Нора хочет, чтобы я съездила к Кремеру, поговорить о выставке.
О, старая развратница, – хохотнул Баржес, – но мысль неплохая, может, правда – съездим?
Они незаметно для себя стали строить планы какого-нибудь отдыха, впечатления: слетать, сплавать, съездить, потрогать, попробовать, ощутить. Они ненатужно разбежались по своим делам, ощутив происшедшее как всегда бывшее, удобное, привычное.

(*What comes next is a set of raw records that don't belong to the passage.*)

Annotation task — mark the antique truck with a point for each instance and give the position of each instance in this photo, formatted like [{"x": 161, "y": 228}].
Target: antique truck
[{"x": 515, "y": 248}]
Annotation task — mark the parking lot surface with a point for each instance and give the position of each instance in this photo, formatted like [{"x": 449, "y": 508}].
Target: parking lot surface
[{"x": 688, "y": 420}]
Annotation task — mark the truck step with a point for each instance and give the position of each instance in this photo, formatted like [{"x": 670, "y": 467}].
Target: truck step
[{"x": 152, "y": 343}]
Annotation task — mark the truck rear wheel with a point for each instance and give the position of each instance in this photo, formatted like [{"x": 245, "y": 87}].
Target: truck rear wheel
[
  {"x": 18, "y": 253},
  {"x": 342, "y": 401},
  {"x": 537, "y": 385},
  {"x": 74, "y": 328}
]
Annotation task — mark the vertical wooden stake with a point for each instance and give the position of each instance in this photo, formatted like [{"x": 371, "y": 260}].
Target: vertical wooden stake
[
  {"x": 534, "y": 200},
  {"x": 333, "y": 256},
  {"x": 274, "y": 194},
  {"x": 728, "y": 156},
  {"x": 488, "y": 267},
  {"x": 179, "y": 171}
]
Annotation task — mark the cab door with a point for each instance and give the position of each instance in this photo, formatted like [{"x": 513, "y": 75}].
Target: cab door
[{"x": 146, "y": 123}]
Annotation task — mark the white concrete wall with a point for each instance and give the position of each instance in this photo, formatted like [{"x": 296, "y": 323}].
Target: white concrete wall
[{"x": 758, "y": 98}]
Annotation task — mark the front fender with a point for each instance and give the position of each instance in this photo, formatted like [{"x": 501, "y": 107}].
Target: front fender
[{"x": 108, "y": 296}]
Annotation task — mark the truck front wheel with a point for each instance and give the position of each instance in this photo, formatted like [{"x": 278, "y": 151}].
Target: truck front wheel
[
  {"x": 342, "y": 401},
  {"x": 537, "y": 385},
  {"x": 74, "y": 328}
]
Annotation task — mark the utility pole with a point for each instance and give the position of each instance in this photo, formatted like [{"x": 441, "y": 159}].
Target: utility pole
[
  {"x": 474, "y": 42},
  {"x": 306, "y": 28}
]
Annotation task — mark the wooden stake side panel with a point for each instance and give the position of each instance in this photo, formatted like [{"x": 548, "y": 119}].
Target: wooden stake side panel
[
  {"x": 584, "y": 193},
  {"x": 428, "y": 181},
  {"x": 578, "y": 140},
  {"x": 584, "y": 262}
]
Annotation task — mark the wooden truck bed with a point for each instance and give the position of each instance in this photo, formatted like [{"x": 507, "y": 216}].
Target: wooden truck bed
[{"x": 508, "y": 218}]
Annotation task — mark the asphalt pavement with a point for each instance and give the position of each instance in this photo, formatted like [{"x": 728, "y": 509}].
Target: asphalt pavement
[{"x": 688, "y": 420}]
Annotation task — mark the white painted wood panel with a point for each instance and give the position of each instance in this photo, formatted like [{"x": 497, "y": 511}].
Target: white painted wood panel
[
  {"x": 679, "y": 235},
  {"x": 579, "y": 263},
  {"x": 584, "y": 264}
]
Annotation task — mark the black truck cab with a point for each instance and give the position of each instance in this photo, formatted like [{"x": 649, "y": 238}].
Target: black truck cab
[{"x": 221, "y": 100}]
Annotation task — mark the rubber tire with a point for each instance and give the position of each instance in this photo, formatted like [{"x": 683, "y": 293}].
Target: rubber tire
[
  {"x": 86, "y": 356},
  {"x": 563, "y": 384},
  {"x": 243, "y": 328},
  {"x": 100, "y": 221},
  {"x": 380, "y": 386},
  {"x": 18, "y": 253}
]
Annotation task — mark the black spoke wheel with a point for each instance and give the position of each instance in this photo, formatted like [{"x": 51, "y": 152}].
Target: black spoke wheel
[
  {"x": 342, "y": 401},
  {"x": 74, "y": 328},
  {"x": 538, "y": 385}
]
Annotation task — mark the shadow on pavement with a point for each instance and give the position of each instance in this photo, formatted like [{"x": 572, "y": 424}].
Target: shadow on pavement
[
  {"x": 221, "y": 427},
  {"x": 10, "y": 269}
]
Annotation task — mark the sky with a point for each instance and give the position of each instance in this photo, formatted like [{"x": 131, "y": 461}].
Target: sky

Господи, как же хорошо, как же мило!
Неумолимость мазка, неповторимость мазка – как запаха изо рта или формы ресниц, открылись Норе на последнем курсе суриковского института, когда она нашла различие между своим мазком и мазком Ван Гога, мазком Врубеля, мазком Моне, мазком Мазка, точнее не нашла этого отличия вовсе, когда желала повторить их линии. Ее копии были совершенны, идеальны, блистательны. Она мучительно повторяла, ее аккуратность и проницательность были сродни великомученическому подвигу, но своего движения, дыхания, запаха не рождалось, свой вкус не проступал: ее цветы вяли как чужие, ее море пенилось как чужое, ее любовники целовались как чужие, ее Магдалина плакала как не своя. И тогда она, безупречная во всем, решила, что и будет делать чужое, восстанавливать чужое, улавливая неповторимые отпечатки кисти, расшифровывая чужие преступления, пропуская сквозь свою смуглую кожу каждую клеточку великого прикосновения к миру.